Las policías son el primer eslabón en la cadena de la justicia. En sus manos está la prevención de los delitos y la colaboración con el Ministerio Público —agrupado en las fiscalías— en la investigación de los crímenes. En una reciente columna para EL UNIVERSAL (1 de agosto) destaqué el abandono histórico de las policías a pesar de su importancia. No obstante, la justicia no concluye en las policías. Su desempeño impacta directamente en la eficacia de los agentes del Ministerio Público para cumplir sus obligaciones de proteger a las víctimas, asegurar evidencia del delito, recopilar pruebas de manera rápida y eficiente, y presentar casos sólidos ante los jueces. La función esencial de las fiscalías es, en síntesis, investigar rápidamente los delitos y ganar los casos. Evidentemente, si las policías fallan en su misión, los ministerios públicos fracasarán frente a los jueces y tribunales. Así, las fiscalías constituyen el segundo eslabón en la cadena de la justicia.

No es un secreto que las fiscalías, en general, no están cumpliendo sus deberes constitucionales. Las víctimas a menudo se quejan de maltrato, indiferencia y lentitud durante la investigación, así como de ineficiencia y desinterés en los juicios. Además, la desviación ética sigue siendo un problema persistente. Estos inconvenientes no se han resuelto a pesar de la supuesta autonomía de las fiscalías, afectan directamente a la justicia y, por lo mismo, deben resolverse antes de considerar cualquier reforma constitucional que defina cambios en los poderes judiciales. Y es que los defensores de la reforma judicial en marcha proponen transformar primero a los jueces y magistrados —con el hecho de su elección popular— dejando para después, en un futuro incierto, para el que ni siquiera se ha definido una ruta, la mejora de las policías y fiscalías, en una lógica inversa que equivale a intentar cocinar un pastel empezando por el betún sin haber preparado antes los ingredientes esenciales.
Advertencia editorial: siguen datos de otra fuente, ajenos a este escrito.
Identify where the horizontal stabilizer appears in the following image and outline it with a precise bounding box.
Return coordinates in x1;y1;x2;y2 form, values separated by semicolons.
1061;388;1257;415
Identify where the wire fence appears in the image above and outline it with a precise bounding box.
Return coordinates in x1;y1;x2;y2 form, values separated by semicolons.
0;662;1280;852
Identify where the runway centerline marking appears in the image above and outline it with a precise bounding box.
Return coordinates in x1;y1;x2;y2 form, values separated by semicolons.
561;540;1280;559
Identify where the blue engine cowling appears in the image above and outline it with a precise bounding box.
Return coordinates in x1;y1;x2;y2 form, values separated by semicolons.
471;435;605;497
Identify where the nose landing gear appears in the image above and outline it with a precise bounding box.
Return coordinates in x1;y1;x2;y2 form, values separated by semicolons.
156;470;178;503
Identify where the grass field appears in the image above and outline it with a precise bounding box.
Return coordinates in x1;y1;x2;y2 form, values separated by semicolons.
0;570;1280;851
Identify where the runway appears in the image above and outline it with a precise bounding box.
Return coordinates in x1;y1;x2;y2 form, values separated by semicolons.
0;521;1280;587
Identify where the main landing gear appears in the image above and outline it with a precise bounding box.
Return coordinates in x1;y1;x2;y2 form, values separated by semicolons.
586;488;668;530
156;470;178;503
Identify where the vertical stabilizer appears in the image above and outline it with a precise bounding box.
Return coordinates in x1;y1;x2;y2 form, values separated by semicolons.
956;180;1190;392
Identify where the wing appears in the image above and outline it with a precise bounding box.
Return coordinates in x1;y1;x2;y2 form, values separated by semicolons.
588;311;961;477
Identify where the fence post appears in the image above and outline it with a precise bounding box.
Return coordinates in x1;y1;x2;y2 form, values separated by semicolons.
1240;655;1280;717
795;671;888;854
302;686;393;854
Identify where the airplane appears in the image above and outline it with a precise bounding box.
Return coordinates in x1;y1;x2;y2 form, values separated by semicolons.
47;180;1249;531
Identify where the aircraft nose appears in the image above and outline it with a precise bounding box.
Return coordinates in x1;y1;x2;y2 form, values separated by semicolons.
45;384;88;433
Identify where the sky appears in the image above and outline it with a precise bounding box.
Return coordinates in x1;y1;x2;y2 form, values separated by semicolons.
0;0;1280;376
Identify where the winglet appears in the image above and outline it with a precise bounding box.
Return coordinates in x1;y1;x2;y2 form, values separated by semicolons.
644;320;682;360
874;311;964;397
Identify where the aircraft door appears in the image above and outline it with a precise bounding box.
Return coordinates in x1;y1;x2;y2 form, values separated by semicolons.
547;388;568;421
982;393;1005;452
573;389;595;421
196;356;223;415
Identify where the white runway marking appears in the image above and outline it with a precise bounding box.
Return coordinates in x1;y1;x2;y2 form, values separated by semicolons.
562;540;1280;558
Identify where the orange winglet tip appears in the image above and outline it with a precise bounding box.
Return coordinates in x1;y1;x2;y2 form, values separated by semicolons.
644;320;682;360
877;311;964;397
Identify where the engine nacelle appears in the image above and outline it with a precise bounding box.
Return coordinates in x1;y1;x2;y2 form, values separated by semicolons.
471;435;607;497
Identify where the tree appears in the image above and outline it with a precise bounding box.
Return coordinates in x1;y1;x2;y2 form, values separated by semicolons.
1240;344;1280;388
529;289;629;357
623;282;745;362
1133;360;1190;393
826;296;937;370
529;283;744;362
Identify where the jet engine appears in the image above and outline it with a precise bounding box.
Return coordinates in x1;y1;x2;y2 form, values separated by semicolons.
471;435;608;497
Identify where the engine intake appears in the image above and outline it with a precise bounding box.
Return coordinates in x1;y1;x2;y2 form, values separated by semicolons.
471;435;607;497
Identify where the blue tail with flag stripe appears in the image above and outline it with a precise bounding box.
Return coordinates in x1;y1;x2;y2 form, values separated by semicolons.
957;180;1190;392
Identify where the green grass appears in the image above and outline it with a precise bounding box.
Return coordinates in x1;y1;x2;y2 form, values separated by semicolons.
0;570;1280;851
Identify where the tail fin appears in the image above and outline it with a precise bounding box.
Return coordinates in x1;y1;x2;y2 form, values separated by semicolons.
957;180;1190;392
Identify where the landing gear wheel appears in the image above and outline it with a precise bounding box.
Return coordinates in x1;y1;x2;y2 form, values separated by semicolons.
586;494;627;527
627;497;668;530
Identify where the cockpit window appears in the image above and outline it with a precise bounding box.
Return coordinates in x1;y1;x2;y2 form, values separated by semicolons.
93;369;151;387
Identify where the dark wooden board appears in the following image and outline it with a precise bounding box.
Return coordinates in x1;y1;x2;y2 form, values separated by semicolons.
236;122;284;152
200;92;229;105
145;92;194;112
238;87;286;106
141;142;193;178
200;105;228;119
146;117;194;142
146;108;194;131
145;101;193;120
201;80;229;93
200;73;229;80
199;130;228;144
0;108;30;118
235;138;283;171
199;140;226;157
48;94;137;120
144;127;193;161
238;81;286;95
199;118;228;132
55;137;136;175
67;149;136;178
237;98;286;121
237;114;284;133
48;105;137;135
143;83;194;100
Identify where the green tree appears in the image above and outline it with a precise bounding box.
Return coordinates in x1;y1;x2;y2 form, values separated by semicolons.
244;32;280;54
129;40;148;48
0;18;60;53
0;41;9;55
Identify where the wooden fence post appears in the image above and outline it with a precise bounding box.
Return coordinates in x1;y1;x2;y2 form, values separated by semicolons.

Al igual que las policías, las fiscalías están en un estado de abandono alarmante. Carecen de los recursos humanos, financieros y materiales necesarios para la realización de su trabajo apropiada y cuidadosamente. Los lugares donde se recibe a las víctimas son frecuentemente inadecuados y revictimizantes, y los ambientes de trabajo, perjudiciales. Los agentes del Ministerio Público están saturados de casos y suelen burocratizar las investigaciones; son susceptibles de destitución arbitraria, lo que ha destruido la carrera ministerial; y la corrupción es un problema real y constante. ¿Qué se puede esperar de un fiscal sobrecargado de trabajo, con un salario insuficiente, sin recursos para hacer bien su labor y que en cualquier momento puede perder para siempre su empleo, o bien enfrentar la cárcel? ¿Que a pesar de estas falencias tenga el interés y la capacidad de investigar bien, rechazar dádivas y órdenes superiores ilegales, y ganar los casos en los tribunales? Habrá excepciones, por supuesto, pero son escasas.

Sin duda, un paso crucial para lograr de verdad una mejor justicia es transformar, en orden lógico, el segundo eslabón de la cadena: las fiscalías. Es necesario actuar ahora, no después, cuando podría ser demasiado tarde.